Hi everyone, I just thought I would share with you this bronzeFill print. It’s my first attempt to age the material and I’m quite pleased with the result:
The model is an underwaterhockey stick that I modelled, based on sticks I use. It’s not a hard print and only requires a little bit of support on the bottom of the handle. It has been printed quite a few times in a small scale to use on keychains and a full size one in XT-CF20. You can find it, with a puck, here on Thingiverse: http://www.thingiverse.com/thing:129665
You’re seeing (from top to bottom) full-sized XT-CF20, mid-sized bronzeFill and brassFill and a small-sized woodFill.
Printed in a 0.12mm layer-height with 100% infill, it’s about an hour to complete this 10cm print. It used 40 grams of 2.85 bronzeFill filament. Remember that bronzeFill is about 3x heavier than regular PLA, so it feels surprisingly heavy for its size. As I mentioned, a little bit of support is needed. As you can see this wasn’t a perfect print, flow wasn’t always optimal.
Post-processing – sanding & smoothing
Starting off with sanding and smoothing the model using various pieces of sanding paper and other tools. All the sanding I do is under water to avoid heat build-up and particles sticking to the sanding paper. After about an hour of work I gave it a coat of copper-polish (Brasso) to bring the shine out. Though later I read that this might actually protect the metal particles which will hinder creation of patina. I can’t tell one way or the other, but the final results don’t seem to show a big negative effect.
Post-processing – Patina
So far all of this was nothing new for me. Normally I would give the model a coat of clear paint to protect the shine, but for this project we’re not done yet!

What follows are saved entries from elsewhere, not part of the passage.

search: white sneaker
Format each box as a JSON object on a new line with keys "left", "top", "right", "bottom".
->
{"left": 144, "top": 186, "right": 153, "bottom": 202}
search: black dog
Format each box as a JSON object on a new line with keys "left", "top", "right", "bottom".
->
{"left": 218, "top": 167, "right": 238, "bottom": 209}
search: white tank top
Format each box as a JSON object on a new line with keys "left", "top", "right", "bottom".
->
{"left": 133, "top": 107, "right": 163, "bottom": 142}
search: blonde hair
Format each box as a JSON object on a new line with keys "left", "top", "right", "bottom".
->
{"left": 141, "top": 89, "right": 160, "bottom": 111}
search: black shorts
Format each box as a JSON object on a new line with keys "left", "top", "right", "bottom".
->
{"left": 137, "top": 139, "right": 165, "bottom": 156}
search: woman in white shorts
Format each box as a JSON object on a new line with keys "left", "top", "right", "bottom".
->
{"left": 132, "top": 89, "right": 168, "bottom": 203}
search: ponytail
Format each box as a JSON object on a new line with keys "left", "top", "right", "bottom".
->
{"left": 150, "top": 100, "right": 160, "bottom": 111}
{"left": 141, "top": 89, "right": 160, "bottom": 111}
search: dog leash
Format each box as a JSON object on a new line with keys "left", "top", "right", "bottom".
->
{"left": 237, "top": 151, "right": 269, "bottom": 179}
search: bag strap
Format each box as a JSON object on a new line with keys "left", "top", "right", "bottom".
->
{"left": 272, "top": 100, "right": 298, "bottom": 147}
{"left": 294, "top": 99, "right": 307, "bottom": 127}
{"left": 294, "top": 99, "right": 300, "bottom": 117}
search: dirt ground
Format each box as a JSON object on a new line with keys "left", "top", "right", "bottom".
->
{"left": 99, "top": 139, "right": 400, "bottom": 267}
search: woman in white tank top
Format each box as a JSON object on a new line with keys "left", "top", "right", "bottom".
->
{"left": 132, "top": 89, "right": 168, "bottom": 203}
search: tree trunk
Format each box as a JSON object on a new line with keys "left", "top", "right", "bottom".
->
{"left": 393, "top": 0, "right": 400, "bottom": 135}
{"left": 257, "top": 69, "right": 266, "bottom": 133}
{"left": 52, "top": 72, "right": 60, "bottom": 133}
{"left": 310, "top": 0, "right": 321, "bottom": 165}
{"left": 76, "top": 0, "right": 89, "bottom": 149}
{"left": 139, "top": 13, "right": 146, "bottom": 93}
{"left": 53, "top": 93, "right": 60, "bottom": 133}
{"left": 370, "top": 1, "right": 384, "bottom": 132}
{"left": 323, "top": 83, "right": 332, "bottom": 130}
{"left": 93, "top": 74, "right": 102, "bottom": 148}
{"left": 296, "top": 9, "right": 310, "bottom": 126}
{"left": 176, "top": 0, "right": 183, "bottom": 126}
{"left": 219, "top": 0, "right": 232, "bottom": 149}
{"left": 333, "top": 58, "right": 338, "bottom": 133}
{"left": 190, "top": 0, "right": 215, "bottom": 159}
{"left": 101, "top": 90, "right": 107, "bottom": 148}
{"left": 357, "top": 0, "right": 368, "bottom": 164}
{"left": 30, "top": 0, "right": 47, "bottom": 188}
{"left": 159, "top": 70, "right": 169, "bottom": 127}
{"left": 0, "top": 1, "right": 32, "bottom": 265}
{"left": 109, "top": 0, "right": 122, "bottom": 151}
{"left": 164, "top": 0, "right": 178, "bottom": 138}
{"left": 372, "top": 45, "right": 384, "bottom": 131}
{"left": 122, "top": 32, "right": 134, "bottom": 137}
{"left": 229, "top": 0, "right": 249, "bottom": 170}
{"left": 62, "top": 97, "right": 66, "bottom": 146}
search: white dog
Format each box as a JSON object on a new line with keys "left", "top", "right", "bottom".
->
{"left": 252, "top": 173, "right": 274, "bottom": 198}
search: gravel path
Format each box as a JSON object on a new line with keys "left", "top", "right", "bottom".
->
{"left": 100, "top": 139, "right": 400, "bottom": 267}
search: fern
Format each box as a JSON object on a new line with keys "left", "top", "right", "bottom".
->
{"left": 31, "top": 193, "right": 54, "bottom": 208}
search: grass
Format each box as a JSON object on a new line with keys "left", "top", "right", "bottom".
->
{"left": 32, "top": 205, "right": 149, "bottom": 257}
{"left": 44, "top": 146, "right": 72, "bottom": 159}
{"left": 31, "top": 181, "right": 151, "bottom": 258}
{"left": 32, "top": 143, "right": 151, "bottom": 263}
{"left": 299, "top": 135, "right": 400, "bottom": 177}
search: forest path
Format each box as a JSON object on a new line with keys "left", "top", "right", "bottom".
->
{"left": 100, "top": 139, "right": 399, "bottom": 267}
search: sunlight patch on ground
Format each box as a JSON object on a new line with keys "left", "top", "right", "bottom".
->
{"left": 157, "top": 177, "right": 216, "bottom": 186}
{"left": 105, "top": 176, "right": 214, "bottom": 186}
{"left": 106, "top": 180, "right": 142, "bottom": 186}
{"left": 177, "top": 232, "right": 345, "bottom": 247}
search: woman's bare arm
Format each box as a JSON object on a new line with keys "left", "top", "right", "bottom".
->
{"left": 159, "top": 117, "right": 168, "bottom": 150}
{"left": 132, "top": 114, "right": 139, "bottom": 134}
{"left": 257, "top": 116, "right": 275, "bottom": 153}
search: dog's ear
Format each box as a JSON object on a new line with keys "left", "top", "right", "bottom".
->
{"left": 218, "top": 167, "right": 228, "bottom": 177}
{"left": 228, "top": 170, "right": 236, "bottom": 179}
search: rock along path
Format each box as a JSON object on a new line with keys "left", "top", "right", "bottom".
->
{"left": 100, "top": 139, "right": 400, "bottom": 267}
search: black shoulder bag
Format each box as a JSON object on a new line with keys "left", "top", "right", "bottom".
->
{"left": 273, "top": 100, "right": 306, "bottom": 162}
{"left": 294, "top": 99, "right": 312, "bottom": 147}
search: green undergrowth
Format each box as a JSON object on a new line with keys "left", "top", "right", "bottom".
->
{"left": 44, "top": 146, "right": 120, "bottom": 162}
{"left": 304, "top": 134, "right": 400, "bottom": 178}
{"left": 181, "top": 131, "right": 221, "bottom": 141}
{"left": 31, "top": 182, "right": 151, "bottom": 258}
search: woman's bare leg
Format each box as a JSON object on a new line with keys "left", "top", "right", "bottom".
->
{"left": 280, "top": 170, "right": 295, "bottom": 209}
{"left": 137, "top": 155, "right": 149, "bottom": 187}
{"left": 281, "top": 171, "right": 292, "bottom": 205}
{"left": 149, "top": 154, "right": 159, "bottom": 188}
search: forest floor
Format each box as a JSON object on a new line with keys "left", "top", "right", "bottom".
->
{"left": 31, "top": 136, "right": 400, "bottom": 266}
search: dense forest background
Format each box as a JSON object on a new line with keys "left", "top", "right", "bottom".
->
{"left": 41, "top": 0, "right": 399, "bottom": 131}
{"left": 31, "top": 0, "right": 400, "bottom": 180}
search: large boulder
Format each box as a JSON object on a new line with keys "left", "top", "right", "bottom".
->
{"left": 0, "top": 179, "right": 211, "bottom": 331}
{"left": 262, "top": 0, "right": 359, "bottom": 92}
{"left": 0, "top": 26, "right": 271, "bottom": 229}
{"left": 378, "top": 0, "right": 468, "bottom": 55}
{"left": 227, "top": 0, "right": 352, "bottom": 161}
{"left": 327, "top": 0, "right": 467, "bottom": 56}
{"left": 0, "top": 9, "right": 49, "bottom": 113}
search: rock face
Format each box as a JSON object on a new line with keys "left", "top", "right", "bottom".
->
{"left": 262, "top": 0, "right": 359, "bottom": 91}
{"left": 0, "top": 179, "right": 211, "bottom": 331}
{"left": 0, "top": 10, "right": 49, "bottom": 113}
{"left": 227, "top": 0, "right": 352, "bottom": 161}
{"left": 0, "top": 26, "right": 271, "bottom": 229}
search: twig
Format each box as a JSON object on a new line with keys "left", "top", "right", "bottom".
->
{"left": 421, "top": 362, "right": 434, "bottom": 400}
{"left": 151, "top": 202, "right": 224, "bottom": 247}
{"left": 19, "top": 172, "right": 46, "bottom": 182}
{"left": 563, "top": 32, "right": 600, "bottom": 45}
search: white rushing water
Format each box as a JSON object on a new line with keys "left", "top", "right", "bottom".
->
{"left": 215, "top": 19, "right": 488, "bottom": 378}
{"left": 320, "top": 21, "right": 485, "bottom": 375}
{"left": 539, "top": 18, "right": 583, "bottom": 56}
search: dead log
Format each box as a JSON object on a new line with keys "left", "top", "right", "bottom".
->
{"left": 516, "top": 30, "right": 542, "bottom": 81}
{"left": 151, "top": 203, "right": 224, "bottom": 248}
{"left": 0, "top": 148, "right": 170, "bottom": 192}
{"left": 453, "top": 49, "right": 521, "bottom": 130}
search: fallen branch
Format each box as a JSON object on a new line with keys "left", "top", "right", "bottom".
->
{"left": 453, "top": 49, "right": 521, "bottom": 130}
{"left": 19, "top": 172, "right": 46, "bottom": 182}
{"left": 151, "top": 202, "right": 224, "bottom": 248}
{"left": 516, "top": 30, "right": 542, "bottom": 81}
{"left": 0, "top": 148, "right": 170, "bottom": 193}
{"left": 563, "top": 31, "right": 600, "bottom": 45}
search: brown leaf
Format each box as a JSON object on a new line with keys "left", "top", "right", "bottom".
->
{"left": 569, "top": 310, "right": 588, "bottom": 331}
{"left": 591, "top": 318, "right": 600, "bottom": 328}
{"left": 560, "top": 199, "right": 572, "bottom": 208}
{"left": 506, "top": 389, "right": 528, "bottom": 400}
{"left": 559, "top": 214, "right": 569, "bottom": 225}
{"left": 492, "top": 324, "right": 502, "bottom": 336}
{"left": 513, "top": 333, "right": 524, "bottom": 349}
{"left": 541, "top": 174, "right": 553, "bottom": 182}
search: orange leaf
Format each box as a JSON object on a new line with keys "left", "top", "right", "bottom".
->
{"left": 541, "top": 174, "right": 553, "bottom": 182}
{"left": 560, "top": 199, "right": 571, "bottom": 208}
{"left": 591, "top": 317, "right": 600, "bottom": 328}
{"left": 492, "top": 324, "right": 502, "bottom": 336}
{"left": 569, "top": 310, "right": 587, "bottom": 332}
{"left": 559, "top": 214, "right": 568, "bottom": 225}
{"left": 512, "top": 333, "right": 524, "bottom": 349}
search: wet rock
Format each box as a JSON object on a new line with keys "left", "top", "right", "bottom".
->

Reading what other people have been trying, I started out with a mixture of salt and vinegar.
Using an old plastic container and two bits of string glued to the sides to keep the part off of the floor, I covered the model in the mixture and started the wait.
After 2 days, this was the result.
Interestingly, the sides (+bottom) that didn’t have any salt on it showed a lot more patina then the top. So this didn’t really seem the way to go, the salt actually looked like it was protecting the model a little. So I washed off most of it, but left a bit on there in order create a more diverse pattern.
At this point I also added ammonia to the mix (I had to go out and buy it, otherwise I would have started with it). The mixture was mostly salt and ammonia now, with just a little bit of vinegar left. This time I also left the container with the lid on outside in the sun.
Another 5 days later the result was there! In the pictures below you can see the result while the salt was still on there. This is easily washed off with some water. The darker parts are where the model got wet, this seemed to slow down the process a bit.
So there you have it! This was actually easier and faster than I thought but I’m really pleased with how it turned out.